Back on the Horse

Thursday, September 11, 2014

My first best friend's name was Kristen, and she and I met in preschool. In fact, for the first couple years of our friendship, I didn't call her "Kristen" or "Kris," as she preferred. I consistently referred to her as "my best friend Kristen". (This is something that my family will never let me forget.) Kristen has always been an animal lover, but her favorite animal by far? Horses. The girl was horse-obsessed. Still is, in fact! Anyway, when we were in elementary school, we somehow got enrolled in summer camp, despite the fact that I am the least outdoorsy person known to man, woman, and child. The second week of camp was regular day camp, but the first week was horseback riding camp. I guess someone thought this was a good idea. 

Turns out, I am terrified of horses. Whoops.

I spent the entire week being terrified that I was going to get run over by a horse. I have very few memories of that week, except for the time one of the horses took off in a flat-out run with a camper on his back. I did not want to get on my horse, but I did.

I'm still terrified of horses, by the way. Kristen has been kicked in the face by her own horses, and  a few years ago, my mom (who used to ride all the time in her 20's) fell off of a horse and broke her clavicle. I am just not meant to mess around with horses.

Contrary to what you may think, this post isn't about horses though. Not actual horses. 

Today I got my exam scores back for 3 of the 4 exams we took last Friday. It was... good, bad, and ugly, as expected. Actually, I did way better on the genetics exam than I thought I would, and about as well as I expected on histology, but biochem was an unmitigated disaster. We haven't gotten our physio grades yet, but I will be absolutely floored if I didn't do well. Regardless, this sinking feeling in the pit of my stomach won't go away until I know for sure. 

Anyway, 22-year-old Alison, the one who went to med school 6 years ago, would have been wrecked by this news. In fact, I was completely nonfunctional after I found out that I had failed my first physio exam at NSU. I basically gave up, crawled into bed, and ate crappy food, ignoring the fact that none of that was going to help me not fail the next exam. It sounds stupid, but it was all I could do. If you've read around these parts before, you know that I eventually crashed and burned, and the ghost of that experience still haunts me. (See also: Why Alison believes wholeheartedly in therapy.) 

28-year-old Alison is not going to crash and burn. I am not going to give up and crawl into bed, never to be seen again. I can't. There are 4 more exams left for biochem for the year, and the biggest one is the third one. I can't let this happen again. After getting my grade, I immediately emailed the professor and I have an appointment to meet with him at 9 am on Monday. I texted my tutor and we're going to set up a time to meet next week (and I plan to schedule future sessions with her). I am going to do practice questions until I am blue in the face. 

I can do this. I am going to get back on the biochem horse. I am more afraid of failing and crashing and burning than I am of actual horses, but as I often say, "You can be afraid and you can do it anyway." I am bigger than one exam grade, I am more than one exam grade.
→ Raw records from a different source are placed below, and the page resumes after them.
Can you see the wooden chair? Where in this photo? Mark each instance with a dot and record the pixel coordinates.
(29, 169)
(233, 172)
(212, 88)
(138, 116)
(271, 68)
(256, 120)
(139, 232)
And as my friend and classmate Julianne texted me:

"Don't worry about your biochem grade. It in no way describes how awesome of a person you are and the amazing doctor you'll be."
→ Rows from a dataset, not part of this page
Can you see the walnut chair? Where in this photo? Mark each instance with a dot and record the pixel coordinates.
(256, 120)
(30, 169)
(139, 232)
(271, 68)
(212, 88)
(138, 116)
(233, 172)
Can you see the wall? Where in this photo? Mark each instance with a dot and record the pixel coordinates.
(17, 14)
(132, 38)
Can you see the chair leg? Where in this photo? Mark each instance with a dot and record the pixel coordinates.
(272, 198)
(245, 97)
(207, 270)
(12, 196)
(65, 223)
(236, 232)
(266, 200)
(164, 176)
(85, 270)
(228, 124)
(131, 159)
This is such a strange feeling for me; to not be devastated and paralyzed by failure. I spent most of my life until now quantifying my self-worth by my achievements. To be perfectly honest, I still have some of that left in my brain somewhere. I know, intellectually, that I am bigger than one exam grade and that my worth as a human cannot be distilled to numbers on a transcript or letters after my name. It's definitely easier said than done, though, to internalize that intellectual knowledge and to not feel completely defeated and useless by a setback. 

I'm not sure if it's because I'm older (and theoretically "wiser") or because this is the second time around in med school for me, but I can't let this opportunity slip away. While I was studying for my last round of exams, as much as I hated it, I found myself feeling grateful. There are so many people who never get into med school, and I've gotten in not once, but twice. Here, I am part of the 3% of applicants that were accepted to the class of 2018. I don't say that to pat myself on the back. I say this to remind myself that it is a privilege to be here. This is everything I've ever wanted, and I can't let one exam screw that up for me.

Pam makes fun of me because I am so painfully white, yet "Lose Yourself" by Eminem is on my "Get Motivated" playlist. There's a reason for this. When I was in high school, I was in the marching band (#nerdstatus) and we had a great staff of instructors to help us learn the music and the drill and keep us from dying out on the field. One of them quoted "Lose Yourself" before one of our biggest competitions

Look, if you had one shot, or one opportunity
To seize everything you ever wanted. One moment,
Would you capture it, or just let it slip?

You better lose yourself in the music, the moment
You own it, you better never let it go
You only get one shot, do not miss your chance to blow
This opportunity comes once in a lifetime

So, I might be afraid of horses, and I might be afraid of biochem, and I'm definitely afraid of failing and ending up like I did in 2009, scared and broken and mentally checked out. But this is my one shot, and I'm getting back on the horse.

What's the horse you need to get back on?